Getting There
Tunnel Barn Individual League – Round 3
The third round of the Tunnel Barn Individual League and back to a random draw. My spirits lifted when Pete Caton in front of me pulled out New 21 as at least that was one really dire draw out of the way. My head then dropped when I found peg 19 stuck to my hand. I really didn’t want to be up that end of the lake! However, as I set up I actually half fancied catching a carp or two amongst the hoped-for F1s as I’d heard there are always a few in the area.
There was apparently no ice on it the day before but as I climbed the hill with my gear that’s what greeted me. It was only really thin stuff which I could cut with a blade on the end of my pole. I actually wished it was thicker as melting ice is never a good thing.
This peg has lots of room, including two ‘pots’ to fish to – one at 10m and the other at 14.5m – although my experience of the lake there aren’t as many fish around them as you’d expect in winter. My banker area was angled to my right, which is also the deepest water and, as it happened, that’s pretty much the only place I caught.
I made four thin strips in the ice and proceeded to dob a bit of bread in all of them. Firstly with a shallow rig 2-3ft deep and then with a deeper 3.5-4ft rig. Two roach was all I mustered on this. I then spent five minutes on pellets for one 2oz skimmer before deciding it was going to be a maggot day for me. Lots of people aren’t even bothering with pellets at Tunnel at the moment while it’s fishing so patchy.
By 12 o’clock the forecasted rain had arrived and that melted most of the ice away. We then had a lovely chilly drizzle for the rest of the match, turning my maggots into a lovely froth! Incidentally, I’ve been bringing 50/50 whites and reds up to now but as my confidence was a bit shot I just brought reds this time. It just felt like one less thing to be worrying about.
Frugally dripping in maggots I eventually found a carp at 13 metres. It lead me a merry dance, but at around 6lb it was most welcome (and nice fun on 0.09mm to a 20 Silverfish Maggot!). I then managed a scraggy looking F1 and then sat biteless for a bit. Moving out another section out I thought I’d try dobbing again in the open water and had an F1 and a 2lb common on that, but then nothing else. Back to maggots and another F1, a small carp and a couple of skimmers.
I tried shifting right out to 16 metres but this only produced one or two F1s and as it was shallowing up here I actually felt the fish were nearer to me. I therefore shifted even further round to my right with 13 metres of pole and found the same depth here as my short pole throwing line. This was by far the best spot and I managed another carp around 5lb and a late run of F1s here, plus a good perch, skimmer and two f1s short for an enjoyable last hour.
At the scales I was pleasantly surprised to have 32lb for 4th on the lake, 7th in the match and a section envelope. It was definitely more than I’d hoped for, especially as there were some very good anglers on much better pegs in my opinion.
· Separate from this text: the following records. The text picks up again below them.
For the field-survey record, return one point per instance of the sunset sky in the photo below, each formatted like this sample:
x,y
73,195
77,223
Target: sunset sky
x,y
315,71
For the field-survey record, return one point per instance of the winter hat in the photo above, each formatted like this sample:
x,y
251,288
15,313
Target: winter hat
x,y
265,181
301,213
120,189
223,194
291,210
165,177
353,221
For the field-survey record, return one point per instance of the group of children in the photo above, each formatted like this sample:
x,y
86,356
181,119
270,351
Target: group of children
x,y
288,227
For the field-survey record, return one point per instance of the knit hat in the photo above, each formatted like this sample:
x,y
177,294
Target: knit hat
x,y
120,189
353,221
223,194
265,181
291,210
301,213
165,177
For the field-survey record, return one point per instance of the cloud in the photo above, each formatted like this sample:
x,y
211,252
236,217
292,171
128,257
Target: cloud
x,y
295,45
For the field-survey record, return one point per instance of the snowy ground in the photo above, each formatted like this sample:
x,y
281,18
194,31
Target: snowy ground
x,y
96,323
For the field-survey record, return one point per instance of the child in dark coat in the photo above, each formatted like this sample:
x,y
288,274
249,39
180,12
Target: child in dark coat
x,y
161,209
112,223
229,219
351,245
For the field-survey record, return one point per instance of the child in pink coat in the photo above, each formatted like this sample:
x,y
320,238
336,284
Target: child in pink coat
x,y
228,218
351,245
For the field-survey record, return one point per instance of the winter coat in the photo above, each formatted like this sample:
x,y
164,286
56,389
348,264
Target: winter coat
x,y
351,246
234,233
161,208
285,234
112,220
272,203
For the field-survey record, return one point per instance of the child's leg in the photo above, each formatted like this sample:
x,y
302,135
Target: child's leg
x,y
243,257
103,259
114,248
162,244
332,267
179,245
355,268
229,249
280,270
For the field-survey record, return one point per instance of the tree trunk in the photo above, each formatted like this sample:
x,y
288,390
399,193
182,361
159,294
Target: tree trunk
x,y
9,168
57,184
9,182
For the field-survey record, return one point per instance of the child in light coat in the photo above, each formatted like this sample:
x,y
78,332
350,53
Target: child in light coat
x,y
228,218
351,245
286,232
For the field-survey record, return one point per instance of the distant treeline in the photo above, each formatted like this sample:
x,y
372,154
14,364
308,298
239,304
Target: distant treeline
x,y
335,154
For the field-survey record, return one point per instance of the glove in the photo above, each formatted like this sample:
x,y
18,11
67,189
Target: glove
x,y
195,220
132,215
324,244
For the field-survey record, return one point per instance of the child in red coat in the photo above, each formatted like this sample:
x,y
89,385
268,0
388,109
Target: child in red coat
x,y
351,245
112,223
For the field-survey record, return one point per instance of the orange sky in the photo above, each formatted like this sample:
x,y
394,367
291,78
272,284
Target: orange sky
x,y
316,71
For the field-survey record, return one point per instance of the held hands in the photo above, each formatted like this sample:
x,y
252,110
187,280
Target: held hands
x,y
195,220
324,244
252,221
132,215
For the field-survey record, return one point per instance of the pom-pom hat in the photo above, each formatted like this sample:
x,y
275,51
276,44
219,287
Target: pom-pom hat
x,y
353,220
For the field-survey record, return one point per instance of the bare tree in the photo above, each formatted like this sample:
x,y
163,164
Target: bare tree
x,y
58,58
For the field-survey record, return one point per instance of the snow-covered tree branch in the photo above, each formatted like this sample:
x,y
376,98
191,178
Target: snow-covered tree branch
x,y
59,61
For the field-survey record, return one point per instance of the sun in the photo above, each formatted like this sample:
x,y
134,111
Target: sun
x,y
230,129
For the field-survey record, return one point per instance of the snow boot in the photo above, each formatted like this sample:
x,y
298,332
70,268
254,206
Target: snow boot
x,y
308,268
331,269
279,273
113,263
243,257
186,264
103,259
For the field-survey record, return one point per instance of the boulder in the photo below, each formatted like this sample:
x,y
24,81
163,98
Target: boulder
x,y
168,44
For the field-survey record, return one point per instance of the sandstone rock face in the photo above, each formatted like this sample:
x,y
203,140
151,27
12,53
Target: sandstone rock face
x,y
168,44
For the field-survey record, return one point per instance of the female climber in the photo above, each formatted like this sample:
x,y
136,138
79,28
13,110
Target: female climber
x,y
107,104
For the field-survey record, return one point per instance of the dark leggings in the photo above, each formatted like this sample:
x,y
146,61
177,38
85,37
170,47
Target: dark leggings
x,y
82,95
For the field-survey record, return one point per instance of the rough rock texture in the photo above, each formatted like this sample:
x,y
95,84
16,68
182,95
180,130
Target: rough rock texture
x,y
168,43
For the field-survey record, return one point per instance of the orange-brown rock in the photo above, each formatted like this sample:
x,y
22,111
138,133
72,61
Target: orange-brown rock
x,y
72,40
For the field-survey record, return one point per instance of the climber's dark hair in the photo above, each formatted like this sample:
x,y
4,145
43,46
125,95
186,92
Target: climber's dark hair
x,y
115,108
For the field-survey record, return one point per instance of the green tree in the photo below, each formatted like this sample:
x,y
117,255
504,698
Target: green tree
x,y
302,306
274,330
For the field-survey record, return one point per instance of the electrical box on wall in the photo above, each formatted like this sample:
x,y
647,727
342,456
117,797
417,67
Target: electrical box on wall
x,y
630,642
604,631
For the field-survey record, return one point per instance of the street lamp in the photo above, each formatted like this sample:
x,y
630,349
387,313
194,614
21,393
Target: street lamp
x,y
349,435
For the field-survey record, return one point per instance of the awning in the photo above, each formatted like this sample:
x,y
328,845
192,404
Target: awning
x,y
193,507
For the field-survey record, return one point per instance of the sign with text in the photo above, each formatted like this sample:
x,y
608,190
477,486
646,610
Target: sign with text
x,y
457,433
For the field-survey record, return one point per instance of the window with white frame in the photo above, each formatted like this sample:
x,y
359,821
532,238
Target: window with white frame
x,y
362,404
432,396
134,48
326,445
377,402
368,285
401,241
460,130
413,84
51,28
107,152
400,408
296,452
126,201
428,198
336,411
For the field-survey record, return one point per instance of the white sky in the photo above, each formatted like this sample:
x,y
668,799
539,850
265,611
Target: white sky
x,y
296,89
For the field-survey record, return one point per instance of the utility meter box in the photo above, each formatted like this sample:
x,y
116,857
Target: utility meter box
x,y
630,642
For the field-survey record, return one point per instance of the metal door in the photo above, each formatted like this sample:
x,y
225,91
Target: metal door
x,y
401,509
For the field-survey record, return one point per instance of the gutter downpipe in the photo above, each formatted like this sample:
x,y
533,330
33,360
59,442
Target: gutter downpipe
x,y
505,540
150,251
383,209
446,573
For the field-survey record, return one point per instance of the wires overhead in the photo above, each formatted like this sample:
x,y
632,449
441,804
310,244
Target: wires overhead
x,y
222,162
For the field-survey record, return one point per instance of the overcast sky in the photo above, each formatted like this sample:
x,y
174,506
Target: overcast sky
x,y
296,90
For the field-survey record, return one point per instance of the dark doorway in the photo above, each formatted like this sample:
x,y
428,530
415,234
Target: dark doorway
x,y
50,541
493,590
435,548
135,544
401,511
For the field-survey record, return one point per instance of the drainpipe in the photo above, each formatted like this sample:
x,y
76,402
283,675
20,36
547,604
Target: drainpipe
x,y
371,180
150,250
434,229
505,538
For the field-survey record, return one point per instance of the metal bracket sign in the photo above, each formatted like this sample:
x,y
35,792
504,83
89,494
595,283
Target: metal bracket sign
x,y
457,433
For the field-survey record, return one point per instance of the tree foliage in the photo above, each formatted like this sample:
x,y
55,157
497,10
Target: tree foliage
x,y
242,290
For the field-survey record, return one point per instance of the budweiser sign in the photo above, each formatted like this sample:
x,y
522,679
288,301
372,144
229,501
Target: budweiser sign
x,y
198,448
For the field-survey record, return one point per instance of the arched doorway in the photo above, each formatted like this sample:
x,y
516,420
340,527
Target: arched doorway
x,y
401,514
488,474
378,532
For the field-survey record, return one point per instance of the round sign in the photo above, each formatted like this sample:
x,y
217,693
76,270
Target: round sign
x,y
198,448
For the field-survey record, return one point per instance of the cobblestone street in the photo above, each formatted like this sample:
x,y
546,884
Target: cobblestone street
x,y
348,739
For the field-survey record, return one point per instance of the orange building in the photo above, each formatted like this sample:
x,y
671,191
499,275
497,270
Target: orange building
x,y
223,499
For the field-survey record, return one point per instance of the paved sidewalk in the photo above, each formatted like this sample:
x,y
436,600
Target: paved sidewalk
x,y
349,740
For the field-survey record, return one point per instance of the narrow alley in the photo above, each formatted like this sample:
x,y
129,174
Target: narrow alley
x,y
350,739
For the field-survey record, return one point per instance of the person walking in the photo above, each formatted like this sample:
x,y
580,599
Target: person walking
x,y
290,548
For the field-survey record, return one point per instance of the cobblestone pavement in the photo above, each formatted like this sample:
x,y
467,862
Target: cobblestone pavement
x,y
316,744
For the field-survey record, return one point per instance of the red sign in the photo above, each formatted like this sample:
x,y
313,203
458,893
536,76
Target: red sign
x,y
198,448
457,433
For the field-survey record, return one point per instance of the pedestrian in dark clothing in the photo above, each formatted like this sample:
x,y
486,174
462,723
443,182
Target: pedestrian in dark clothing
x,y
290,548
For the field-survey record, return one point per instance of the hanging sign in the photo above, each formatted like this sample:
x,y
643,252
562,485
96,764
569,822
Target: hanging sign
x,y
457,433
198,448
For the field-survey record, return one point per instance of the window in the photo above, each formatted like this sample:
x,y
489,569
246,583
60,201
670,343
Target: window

There were three stand-out 40lb weights on New (pegs 4, 7 and 26) and a 40lb and a 60lb on Extension (pegs 26 and 38) but the actual back-up weights behind them all were very low with most in the 10lb to 20lb bracket. I’m pleased to see Nathan Matthews on Extension 26 storm the match with 60lb as that’s the same peg that battered me last week – so I don’t feel quite so bad about it now!
The venue is definitely fishing patchy but dare I say there are signs of things warming up a bit and that ‘should’ bring some better sport over the next month. It would be nice to be able to feed some bait rather than counting maggots into a pot for fear of overfilling them!